Mein Prozess...

... hat er sich gelohnt? Diese Frage habe ich mir zwischendurch und danach öfter gestellt. Wobei für mich die Berechtigung und die Sinnhaftigkeit der Klage auf Reduzierung meiner Pflichtstunden aufgrund der Korrekturbelastung in meinen Fächern (Deutsch und Französisch) zu Beginn außer Zweifel stand. Schließlich wollte und will ich mit und für die Vereinigung der KorrekturfachlehrerInnen auf juristischem Wege erreichen, dass an maßgeblicher Stelle verbindlich geklärt wird, dass die Korrekturarbeit nicht nebenbei zu erledigen ist und mit einem seriösen Zeitfaktor veranschlagt werden muss.

Erste Zweifel versucht mein damaliger Schulleiter zu säen, als ich ihm Ende 2011 meinen Antrag auf Reduzierung abgebe (in dem sich auch Hinweise auf die zweifelhafte Legitimität des an unserer Schule praktizierten Bandbreitenmodells finden) und erläutere. Warum ich ihm denn Schreibkram aufbürde, der ohnehin zu nichts führe? Ob mir klar sei, dass ich ihn damit instrumentalisiere? Ich versuche, ihm zu erklären, dass wir eine Musterklage führen wollen und er nun einmal am Anfang des einzuhaltenden Dienstweges stehe. Ich wisse, dass er den Antrag gar nicht genehmigen dürfe. Er solle das nicht persönlich nehmen.

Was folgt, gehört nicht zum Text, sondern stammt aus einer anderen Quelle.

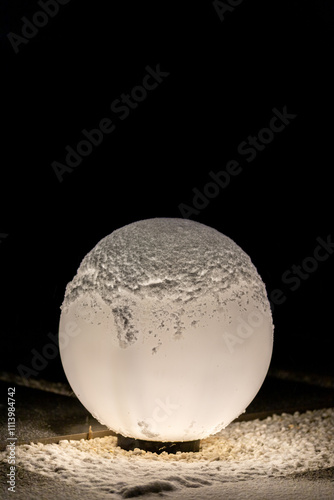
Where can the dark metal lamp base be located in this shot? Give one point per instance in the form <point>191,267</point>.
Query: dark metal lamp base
<point>157,446</point>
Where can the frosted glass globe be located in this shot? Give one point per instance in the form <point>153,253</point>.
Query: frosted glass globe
<point>166,332</point>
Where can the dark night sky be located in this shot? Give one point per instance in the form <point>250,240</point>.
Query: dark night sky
<point>221,82</point>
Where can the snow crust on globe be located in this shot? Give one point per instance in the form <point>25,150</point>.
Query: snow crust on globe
<point>166,331</point>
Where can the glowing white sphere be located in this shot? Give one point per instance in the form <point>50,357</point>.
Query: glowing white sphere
<point>166,332</point>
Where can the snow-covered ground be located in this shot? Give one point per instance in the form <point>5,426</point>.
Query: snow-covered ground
<point>260,459</point>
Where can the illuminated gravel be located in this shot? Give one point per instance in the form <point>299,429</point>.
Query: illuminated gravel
<point>256,451</point>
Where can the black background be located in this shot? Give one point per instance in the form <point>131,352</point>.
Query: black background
<point>225,79</point>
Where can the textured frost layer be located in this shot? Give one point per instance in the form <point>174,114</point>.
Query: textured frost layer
<point>174,259</point>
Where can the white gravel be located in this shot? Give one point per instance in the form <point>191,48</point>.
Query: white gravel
<point>244,460</point>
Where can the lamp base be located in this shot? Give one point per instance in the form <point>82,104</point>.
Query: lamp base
<point>157,446</point>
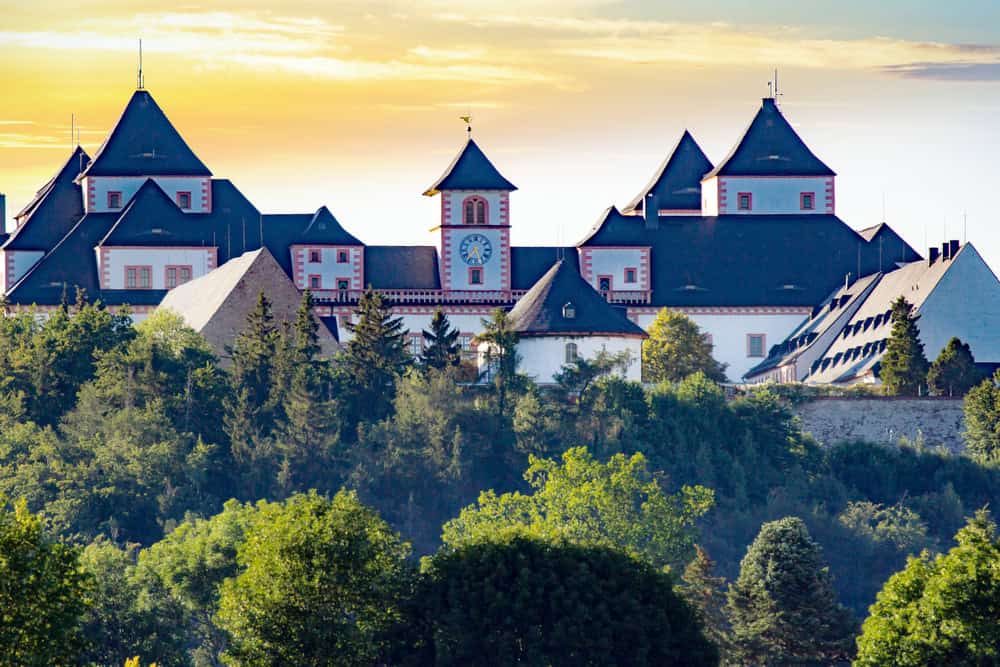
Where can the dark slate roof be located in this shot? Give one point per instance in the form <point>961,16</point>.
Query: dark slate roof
<point>770,147</point>
<point>325,229</point>
<point>677,182</point>
<point>145,143</point>
<point>470,170</point>
<point>758,260</point>
<point>540,312</point>
<point>56,207</point>
<point>402,267</point>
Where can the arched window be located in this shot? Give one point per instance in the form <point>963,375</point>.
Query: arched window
<point>571,355</point>
<point>474,211</point>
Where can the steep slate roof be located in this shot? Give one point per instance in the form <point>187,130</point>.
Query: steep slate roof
<point>677,182</point>
<point>56,207</point>
<point>540,311</point>
<point>770,147</point>
<point>733,260</point>
<point>325,229</point>
<point>145,143</point>
<point>470,170</point>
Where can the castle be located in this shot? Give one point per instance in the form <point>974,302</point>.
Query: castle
<point>749,248</point>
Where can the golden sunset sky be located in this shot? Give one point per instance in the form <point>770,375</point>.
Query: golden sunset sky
<point>355,105</point>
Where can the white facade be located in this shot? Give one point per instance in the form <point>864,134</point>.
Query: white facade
<point>98,188</point>
<point>113,264</point>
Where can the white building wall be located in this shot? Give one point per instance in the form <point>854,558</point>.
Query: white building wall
<point>111,263</point>
<point>98,187</point>
<point>729,332</point>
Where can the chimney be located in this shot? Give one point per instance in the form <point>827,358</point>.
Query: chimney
<point>651,210</point>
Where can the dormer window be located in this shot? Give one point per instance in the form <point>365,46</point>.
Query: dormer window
<point>474,211</point>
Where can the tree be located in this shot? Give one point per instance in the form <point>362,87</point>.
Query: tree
<point>321,583</point>
<point>521,600</point>
<point>982,419</point>
<point>441,346</point>
<point>904,367</point>
<point>940,611</point>
<point>43,592</point>
<point>676,348</point>
<point>375,358</point>
<point>783,607</point>
<point>954,372</point>
<point>618,504</point>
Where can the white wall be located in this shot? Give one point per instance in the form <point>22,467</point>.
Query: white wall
<point>97,188</point>
<point>112,263</point>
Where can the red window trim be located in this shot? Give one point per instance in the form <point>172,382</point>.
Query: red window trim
<point>177,267</point>
<point>138,272</point>
<point>763,345</point>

Er tut es dennoch und streut offenbar zusätzlich die Info, ich hätte gleichzeitig beantragt, das in unserer Schule praktizierte Mini-Bandbreitenmodell abzuschaffen. Was mich bei einigen Kolleg/inn/en nicht beliebter macht. (Einige Monate später wird bei einer Lehrerkonferenz auf seine Initiative hin unser Mini-Bandbreitenmodell abgeschafft, obwohl alle für dessen Beibehaltung stimmen – bei einer Gegenstimme, die seiner Ansicht nach für die Abschaffung ausreicht; die Gegenstimme und die Abschaffung werden zu Unrecht mir zugeschrieben, und ich stehe mal wieder als unkollegial und verantwortungslos da. Mein Hinweis darauf, dass das Ministerium mir die Auskunft gab, es hätte zur Abschaffung schon mindestens einer einfachen Mehrheit bedurft, interessiert keinen, auch nicht den Lehrerrat.)

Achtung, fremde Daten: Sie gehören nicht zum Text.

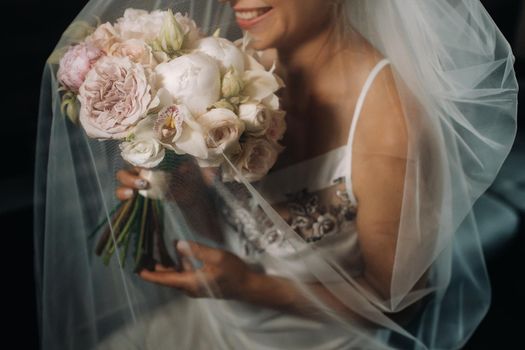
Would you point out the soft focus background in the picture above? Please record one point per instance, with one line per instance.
(29, 43)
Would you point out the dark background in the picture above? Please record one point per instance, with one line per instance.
(29, 43)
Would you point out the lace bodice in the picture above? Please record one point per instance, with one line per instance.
(314, 197)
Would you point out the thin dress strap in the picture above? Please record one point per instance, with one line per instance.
(357, 113)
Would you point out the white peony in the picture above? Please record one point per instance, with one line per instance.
(224, 51)
(144, 149)
(103, 37)
(177, 130)
(193, 80)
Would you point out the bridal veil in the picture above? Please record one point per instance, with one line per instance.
(455, 80)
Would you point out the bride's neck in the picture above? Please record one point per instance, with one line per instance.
(307, 58)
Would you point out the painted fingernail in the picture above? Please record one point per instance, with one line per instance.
(183, 246)
(141, 183)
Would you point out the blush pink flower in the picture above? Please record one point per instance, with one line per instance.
(76, 63)
(257, 157)
(114, 97)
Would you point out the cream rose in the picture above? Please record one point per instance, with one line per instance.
(260, 86)
(177, 130)
(144, 150)
(137, 51)
(192, 80)
(75, 65)
(256, 117)
(224, 51)
(257, 157)
(114, 97)
(222, 130)
(190, 30)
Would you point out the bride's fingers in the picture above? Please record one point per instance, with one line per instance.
(162, 268)
(128, 179)
(186, 264)
(124, 193)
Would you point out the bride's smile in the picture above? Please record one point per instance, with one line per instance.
(281, 23)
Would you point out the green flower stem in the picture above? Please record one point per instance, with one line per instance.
(116, 209)
(105, 241)
(165, 258)
(124, 251)
(140, 242)
(125, 231)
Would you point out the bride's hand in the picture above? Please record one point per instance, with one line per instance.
(130, 183)
(222, 274)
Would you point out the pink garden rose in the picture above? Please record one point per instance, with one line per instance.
(114, 97)
(76, 63)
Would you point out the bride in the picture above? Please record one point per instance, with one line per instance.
(398, 117)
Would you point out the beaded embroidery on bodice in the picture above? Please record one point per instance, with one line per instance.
(314, 197)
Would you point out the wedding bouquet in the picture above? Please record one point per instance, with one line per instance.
(153, 82)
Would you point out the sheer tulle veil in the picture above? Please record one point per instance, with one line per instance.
(456, 84)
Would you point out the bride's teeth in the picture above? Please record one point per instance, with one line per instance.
(247, 15)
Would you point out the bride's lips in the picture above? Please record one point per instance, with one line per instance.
(247, 18)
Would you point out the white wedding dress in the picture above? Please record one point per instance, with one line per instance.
(321, 207)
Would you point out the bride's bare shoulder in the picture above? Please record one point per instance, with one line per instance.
(383, 115)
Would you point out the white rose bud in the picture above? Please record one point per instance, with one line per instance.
(257, 157)
(232, 84)
(222, 130)
(143, 150)
(171, 36)
(256, 118)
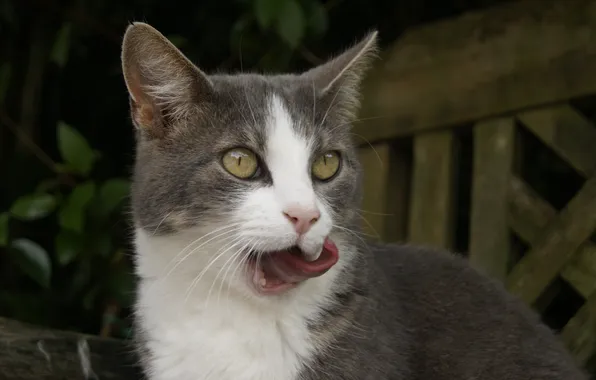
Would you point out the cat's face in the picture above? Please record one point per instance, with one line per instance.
(232, 172)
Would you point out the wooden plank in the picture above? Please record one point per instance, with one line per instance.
(494, 146)
(529, 215)
(568, 133)
(557, 243)
(431, 213)
(482, 64)
(579, 335)
(375, 163)
(398, 201)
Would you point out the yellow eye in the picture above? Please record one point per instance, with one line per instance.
(326, 165)
(240, 162)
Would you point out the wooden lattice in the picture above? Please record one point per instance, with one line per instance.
(495, 71)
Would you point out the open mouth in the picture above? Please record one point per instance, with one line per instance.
(278, 271)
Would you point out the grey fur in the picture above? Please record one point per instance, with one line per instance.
(402, 312)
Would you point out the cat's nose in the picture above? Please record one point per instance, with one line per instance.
(302, 217)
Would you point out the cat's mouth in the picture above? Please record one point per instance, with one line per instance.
(277, 271)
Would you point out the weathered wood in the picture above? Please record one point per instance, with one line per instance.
(480, 65)
(567, 132)
(375, 161)
(557, 243)
(579, 335)
(494, 146)
(431, 213)
(398, 201)
(529, 215)
(32, 353)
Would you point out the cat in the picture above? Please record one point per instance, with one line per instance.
(250, 259)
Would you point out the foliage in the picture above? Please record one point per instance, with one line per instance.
(66, 146)
(82, 210)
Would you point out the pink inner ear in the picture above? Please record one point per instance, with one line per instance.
(143, 109)
(144, 115)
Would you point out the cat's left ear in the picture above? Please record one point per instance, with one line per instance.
(339, 79)
(164, 86)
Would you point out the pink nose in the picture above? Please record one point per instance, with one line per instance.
(302, 217)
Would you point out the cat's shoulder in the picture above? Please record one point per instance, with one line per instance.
(434, 270)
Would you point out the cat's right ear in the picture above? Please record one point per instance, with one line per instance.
(164, 86)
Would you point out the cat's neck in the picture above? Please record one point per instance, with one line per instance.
(187, 288)
(226, 333)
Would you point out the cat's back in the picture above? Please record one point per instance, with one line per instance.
(461, 323)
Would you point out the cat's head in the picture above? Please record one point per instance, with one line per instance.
(254, 175)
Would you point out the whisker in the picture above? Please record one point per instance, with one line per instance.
(227, 230)
(225, 248)
(220, 270)
(231, 261)
(163, 220)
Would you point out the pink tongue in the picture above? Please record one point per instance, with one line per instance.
(291, 267)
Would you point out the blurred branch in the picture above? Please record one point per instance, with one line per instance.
(34, 73)
(27, 141)
(33, 147)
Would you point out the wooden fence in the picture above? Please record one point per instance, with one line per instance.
(490, 74)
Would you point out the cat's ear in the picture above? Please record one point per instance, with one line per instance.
(339, 79)
(164, 86)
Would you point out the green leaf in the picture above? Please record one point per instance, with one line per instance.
(266, 11)
(68, 244)
(61, 45)
(112, 193)
(33, 206)
(290, 23)
(75, 150)
(33, 261)
(47, 185)
(317, 18)
(81, 278)
(121, 285)
(5, 74)
(72, 214)
(4, 218)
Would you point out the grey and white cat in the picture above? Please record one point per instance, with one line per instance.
(251, 266)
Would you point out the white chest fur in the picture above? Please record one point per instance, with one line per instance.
(228, 337)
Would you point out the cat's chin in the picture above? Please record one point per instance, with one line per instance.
(279, 271)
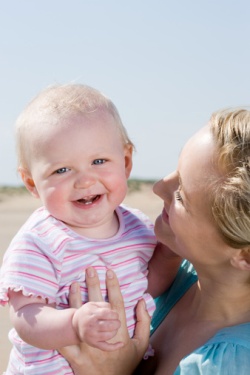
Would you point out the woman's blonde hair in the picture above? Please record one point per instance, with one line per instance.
(56, 103)
(231, 193)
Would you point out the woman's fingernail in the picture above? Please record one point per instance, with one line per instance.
(90, 272)
(74, 288)
(110, 274)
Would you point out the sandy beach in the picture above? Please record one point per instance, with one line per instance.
(15, 209)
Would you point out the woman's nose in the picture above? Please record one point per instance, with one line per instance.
(165, 187)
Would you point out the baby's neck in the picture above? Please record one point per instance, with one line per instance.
(103, 230)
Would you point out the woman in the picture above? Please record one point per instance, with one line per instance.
(202, 323)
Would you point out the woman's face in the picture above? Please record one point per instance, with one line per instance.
(186, 224)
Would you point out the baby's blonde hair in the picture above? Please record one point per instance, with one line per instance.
(231, 193)
(56, 103)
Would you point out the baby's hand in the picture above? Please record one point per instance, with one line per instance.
(95, 323)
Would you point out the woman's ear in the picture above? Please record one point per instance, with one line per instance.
(28, 181)
(128, 156)
(241, 259)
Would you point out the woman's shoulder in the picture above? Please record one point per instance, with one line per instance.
(185, 278)
(227, 352)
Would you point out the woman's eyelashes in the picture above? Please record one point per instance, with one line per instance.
(99, 161)
(61, 170)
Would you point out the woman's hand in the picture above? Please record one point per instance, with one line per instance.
(129, 352)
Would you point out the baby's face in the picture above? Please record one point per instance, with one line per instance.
(80, 170)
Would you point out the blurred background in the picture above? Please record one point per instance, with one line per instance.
(167, 65)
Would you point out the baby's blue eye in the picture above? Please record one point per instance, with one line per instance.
(61, 170)
(99, 161)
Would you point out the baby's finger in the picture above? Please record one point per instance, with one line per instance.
(75, 299)
(114, 294)
(93, 285)
(142, 328)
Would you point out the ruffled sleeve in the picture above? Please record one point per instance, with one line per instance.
(227, 353)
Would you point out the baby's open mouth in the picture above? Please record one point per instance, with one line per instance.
(89, 200)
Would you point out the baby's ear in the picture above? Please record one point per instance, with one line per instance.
(241, 259)
(128, 156)
(28, 181)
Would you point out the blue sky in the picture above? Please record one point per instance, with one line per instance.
(167, 65)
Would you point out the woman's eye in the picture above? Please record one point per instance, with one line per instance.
(62, 170)
(178, 196)
(99, 161)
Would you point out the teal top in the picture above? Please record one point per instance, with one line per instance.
(226, 353)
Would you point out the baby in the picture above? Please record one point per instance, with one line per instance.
(75, 155)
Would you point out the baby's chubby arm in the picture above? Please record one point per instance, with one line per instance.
(41, 325)
(162, 269)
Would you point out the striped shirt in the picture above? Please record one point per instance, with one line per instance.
(46, 256)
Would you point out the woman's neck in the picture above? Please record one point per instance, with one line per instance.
(222, 296)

Die Schulleitung lehnt erwartungsgemäß meinen Antrag auf Reduzierung ab und die Sache geht eine Ebene höher, die Bezirksregierung Arnsberg ist nun damit befasst. Die hat es nicht eilig und muss vom Verwaltungsgericht Arnsberg ermahnt werden, doch nun mal langsam auf die Klageschrift zu reagieren.
Nachdem das geschehen ist, wird eine Erörterung der Klage vor dem Verwaltungsgericht anberaumt, am 18.7.13, dem vorletzten Tag vor den Sommerferien – honi soit qui mal y pense ... Nach einer Vorbesprechung mit dem mich vertretenden Anwalt und Dr. Maria Pohl, die dankenswerterweise extra aus Münster gekommen ist, um mich als Mitglied des Vorstands moralisch zu unterstützen, nehmen wir im leeren Gerichtssaal Platz.
Und vom ersten Moment der Erörterung an fühle ich mich durch die Gesprächsführung der oben sitzenden Richterin nicht mehr als jemand, der eine berechtigte Klage führt, sondern als jemand, der da ein etwas komisches und ein wenig ungebührliches Ansinnen verteidigen muss. So lässt sie sich z. B. über ihr hohes Arbeitspensum aus (was ich nicht in Abrede stellen möchte, nur tut es hier nichts zur Sache), ist längst nicht immer sachlich und fragt mich sogar, ob ich mir denn nicht klar gemacht hätte, dass bei der von uns angestrebten juristischen Klärung unseres Arbeitsumfangs der Schuss auch nach hinten losgehen könne, dergestalt nämlich, dass die Arbeitsnorm für alle hochgesetzt werden könnte. Ich bin froh, dass der Anwalt – wie zuvor von ihm empfohlen – einen Großteil des Gesprächs bestreitet.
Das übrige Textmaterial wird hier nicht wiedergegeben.